Le pipeline IA de Mozilla et Claude Mythos Preview révèlent 271 failles inconnues dans Firefox

Mozilla a utilisé Claude Mythos Preview, le dernier modèle d'Anthropic, pour passer au crible Firefox 150 et a découvert 271 failles de sécurité jusqu'alors inconnues. Parmi elles, certaines vulnérabilités dormaient dans le code depuis près de vingt ans, sans jamais avoir été détectées par les méthodes d'audit traditionnelles. L'opération s'est appuyée sur un pipeline agentique : l'IA ne se contente pas d'analyser le code statiquement, elle construit et exécute elle-même des cas de test pour éliminer les faux positifs avant de remonter les alertes. L'ampleur de la découverte souligne les limites des approches humaines et outillées classiques face à des bases de code aussi massives que Firefox, qui compte des dizaines de millions de lignes accumulées sur plus de deux décennies. Pour les utilisateurs, ces 271 failles représentaient autant de vecteurs d'attaque potentiels restés ouverts sans que personne le sache. Pour l'industrie du logiciel, le résultat pose une question directe : combien de vulnérabilités similaires sommeillent dans d'autres projets majeurs, faute d'une capacité d'analyse à cette échelle ? Mozilla entend désormais intégrer ce type de vérification automatique dans son cycle de développement continu, chaque nouvelle portion de code devant être analysée avant tout commit. Cette décision marque un tournant dans l'usage de l'IA comme outil de sécurité offensive et préventive, et non plus seulement d'assistance au développeur. Anthropic, qui pousse activement ses modèles vers des usages agentiques, voit là une démonstration concrète de la valeur de Claude Mythos Preview dans des environnements de production critiques.

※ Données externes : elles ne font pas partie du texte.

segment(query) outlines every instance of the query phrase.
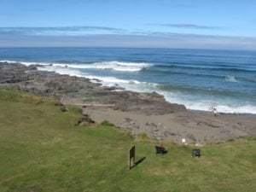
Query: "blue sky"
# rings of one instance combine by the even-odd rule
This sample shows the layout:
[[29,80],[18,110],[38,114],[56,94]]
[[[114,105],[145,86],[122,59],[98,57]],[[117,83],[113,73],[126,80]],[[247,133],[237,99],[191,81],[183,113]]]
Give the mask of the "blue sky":
[[256,49],[255,0],[0,0],[0,46]]

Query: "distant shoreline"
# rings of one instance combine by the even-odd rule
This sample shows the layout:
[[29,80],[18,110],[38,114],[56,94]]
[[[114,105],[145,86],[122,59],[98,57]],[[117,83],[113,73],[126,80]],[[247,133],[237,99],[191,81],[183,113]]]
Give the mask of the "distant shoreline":
[[218,113],[215,117],[169,103],[157,93],[115,91],[116,87],[102,86],[85,78],[38,71],[38,67],[0,62],[0,85],[53,96],[63,104],[101,104],[103,108],[83,108],[84,113],[97,123],[107,119],[134,136],[144,133],[177,143],[186,138],[188,143],[201,145],[256,137],[253,114]]

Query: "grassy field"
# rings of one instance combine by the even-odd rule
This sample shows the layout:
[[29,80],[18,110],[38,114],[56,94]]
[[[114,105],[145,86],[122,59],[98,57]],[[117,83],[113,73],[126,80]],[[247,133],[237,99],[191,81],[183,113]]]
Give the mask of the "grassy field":
[[[256,140],[243,138],[201,148],[131,138],[108,125],[74,125],[75,108],[0,88],[0,191],[256,191]],[[127,170],[128,148],[137,160]]]

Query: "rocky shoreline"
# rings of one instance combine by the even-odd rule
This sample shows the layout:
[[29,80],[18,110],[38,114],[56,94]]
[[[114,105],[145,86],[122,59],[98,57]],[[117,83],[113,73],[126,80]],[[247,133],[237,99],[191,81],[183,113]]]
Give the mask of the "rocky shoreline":
[[100,123],[107,119],[132,135],[144,133],[177,143],[185,138],[189,144],[198,145],[256,137],[255,115],[222,113],[215,117],[169,103],[155,92],[137,93],[104,87],[99,81],[92,83],[85,78],[38,71],[38,67],[44,67],[0,62],[0,85],[52,96],[63,104],[86,104],[84,113],[93,120]]

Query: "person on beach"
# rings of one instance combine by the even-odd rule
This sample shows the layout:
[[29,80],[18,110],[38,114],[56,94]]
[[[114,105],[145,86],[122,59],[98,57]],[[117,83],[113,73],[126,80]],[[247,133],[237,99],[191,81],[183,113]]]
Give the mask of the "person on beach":
[[213,108],[213,114],[215,117],[217,117],[217,109],[216,108]]

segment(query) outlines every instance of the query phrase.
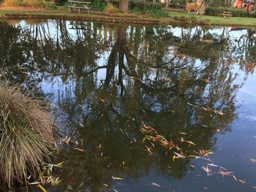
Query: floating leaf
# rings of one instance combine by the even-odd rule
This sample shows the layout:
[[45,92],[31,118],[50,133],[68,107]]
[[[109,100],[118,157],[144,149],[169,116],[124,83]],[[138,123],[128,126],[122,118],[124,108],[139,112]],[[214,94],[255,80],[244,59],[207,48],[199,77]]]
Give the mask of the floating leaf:
[[79,150],[79,151],[84,152],[84,150],[82,150],[82,149],[80,149],[80,148],[74,148],[74,150]]
[[151,183],[151,186],[153,187],[158,187],[158,188],[161,188],[161,186],[159,185],[158,185],[157,183]]
[[47,190],[40,184],[38,184],[37,185],[43,192],[47,192]]
[[114,177],[112,176],[112,178],[114,180],[123,180],[124,179],[123,178],[121,178],[121,177]]

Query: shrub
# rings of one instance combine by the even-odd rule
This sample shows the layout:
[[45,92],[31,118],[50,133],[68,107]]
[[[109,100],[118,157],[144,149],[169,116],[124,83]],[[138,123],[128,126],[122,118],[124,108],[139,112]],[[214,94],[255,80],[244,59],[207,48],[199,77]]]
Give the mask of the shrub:
[[53,2],[48,2],[47,3],[47,8],[50,9],[57,9],[57,5]]
[[241,18],[256,18],[256,14],[249,15],[247,10],[245,9],[236,9],[236,8],[230,8],[230,7],[208,7],[206,9],[205,15],[215,15],[217,16],[219,14],[222,13],[222,12],[230,12],[233,17],[241,17]]
[[46,7],[47,2],[45,1],[39,0],[4,0],[4,5],[6,7],[16,7],[24,6],[30,7],[40,7],[41,2],[42,2],[42,7]]
[[131,1],[130,12],[135,14],[147,14],[155,18],[167,18],[168,13],[163,10],[160,3],[143,3]]
[[111,3],[108,3],[107,7],[105,8],[105,12],[108,13],[116,13],[118,12],[118,9],[113,5]]
[[5,7],[16,7],[19,5],[18,0],[5,0],[4,1],[4,5]]
[[45,104],[0,85],[0,180],[9,188],[39,173],[49,160],[53,123]]
[[23,6],[30,7],[41,7],[41,3],[42,3],[42,7],[47,7],[47,2],[45,1],[39,0],[23,0]]
[[91,8],[94,11],[102,11],[106,7],[106,1],[105,0],[91,0]]

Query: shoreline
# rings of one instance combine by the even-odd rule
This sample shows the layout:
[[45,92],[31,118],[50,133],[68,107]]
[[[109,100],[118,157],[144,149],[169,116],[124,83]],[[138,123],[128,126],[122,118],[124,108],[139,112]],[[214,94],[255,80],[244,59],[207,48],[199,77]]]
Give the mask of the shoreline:
[[[87,13],[69,13],[67,10],[45,10],[43,12],[27,12],[0,9],[0,19],[61,19],[94,22],[108,22],[118,24],[143,24],[143,25],[198,25],[215,26],[256,27],[255,18],[223,18],[208,15],[189,15],[177,12],[170,12],[170,17],[157,18],[149,15],[135,14],[108,14],[91,12]],[[229,22],[229,20],[231,22]],[[252,23],[243,22],[250,20]],[[241,20],[241,21],[240,21]],[[234,22],[235,21],[235,22]],[[237,22],[239,21],[239,22]],[[241,24],[243,23],[243,24]]]

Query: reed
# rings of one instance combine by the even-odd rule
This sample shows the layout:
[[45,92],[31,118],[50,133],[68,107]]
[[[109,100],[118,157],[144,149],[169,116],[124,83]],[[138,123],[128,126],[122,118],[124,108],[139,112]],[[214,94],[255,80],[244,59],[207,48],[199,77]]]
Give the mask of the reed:
[[0,84],[0,180],[9,188],[50,161],[54,123],[45,103]]

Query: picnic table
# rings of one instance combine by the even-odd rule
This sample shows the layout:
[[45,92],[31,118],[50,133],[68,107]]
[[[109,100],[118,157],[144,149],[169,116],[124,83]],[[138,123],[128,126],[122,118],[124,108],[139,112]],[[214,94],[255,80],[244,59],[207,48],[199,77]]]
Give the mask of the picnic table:
[[84,1],[72,1],[69,0],[69,3],[70,3],[70,5],[69,5],[67,7],[69,7],[69,12],[72,12],[73,9],[78,9],[79,13],[80,12],[80,9],[87,9],[88,13],[90,14],[90,4],[91,2],[84,2]]
[[224,17],[224,18],[233,17],[232,13],[230,12],[222,12],[222,13],[219,14],[219,16]]

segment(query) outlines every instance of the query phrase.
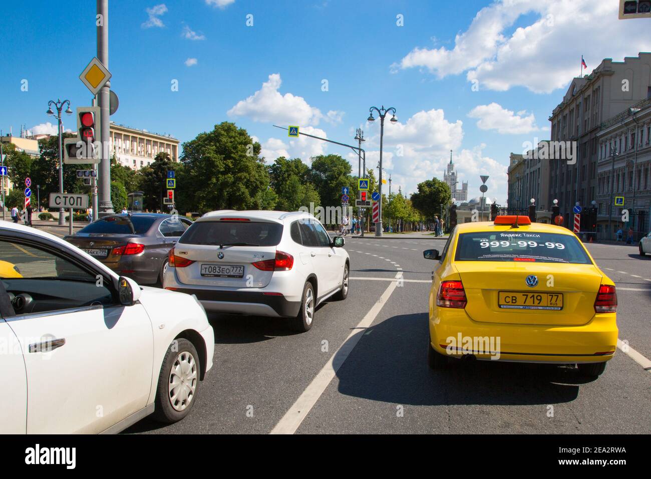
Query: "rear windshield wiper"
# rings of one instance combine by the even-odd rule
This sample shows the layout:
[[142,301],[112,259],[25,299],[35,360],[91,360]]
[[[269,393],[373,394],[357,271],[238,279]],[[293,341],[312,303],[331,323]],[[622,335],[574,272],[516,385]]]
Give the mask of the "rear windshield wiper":
[[259,244],[256,243],[221,243],[219,244],[219,249],[221,250],[224,246],[259,246]]

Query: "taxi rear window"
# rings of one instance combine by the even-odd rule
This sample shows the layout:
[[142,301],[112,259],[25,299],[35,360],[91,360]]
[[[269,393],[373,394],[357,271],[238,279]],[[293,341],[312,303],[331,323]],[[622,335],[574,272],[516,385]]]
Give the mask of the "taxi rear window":
[[513,231],[459,235],[454,261],[592,264],[571,235]]

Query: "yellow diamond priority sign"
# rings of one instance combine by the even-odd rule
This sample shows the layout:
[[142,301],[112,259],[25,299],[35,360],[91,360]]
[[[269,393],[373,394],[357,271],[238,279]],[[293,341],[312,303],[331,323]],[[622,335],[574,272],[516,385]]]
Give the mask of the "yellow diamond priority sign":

UEFirefox étant massivement adopté en Europe, les 271 failles corrigées réduisent directement la surface d'attaque pour des millions d'utilisateurs et institutions français et européens.

💬 271 failles qui dormaient là depuis vingt ans sans jamais se faire attraper, c'est une claque. Ce qui change vraiment avec ce pipeline, c'est que l'IA ne se contente pas de scanner le code statiquement, elle écrit et exécute ses propres cas de test pour filtrer les faux positifs avant de remonter les alertes. Si c'est ce qu'on trouve dans Firefox, avec des décennies d'audit derrière lui, j'ose pas imaginer ce qui sommeille ailleurs.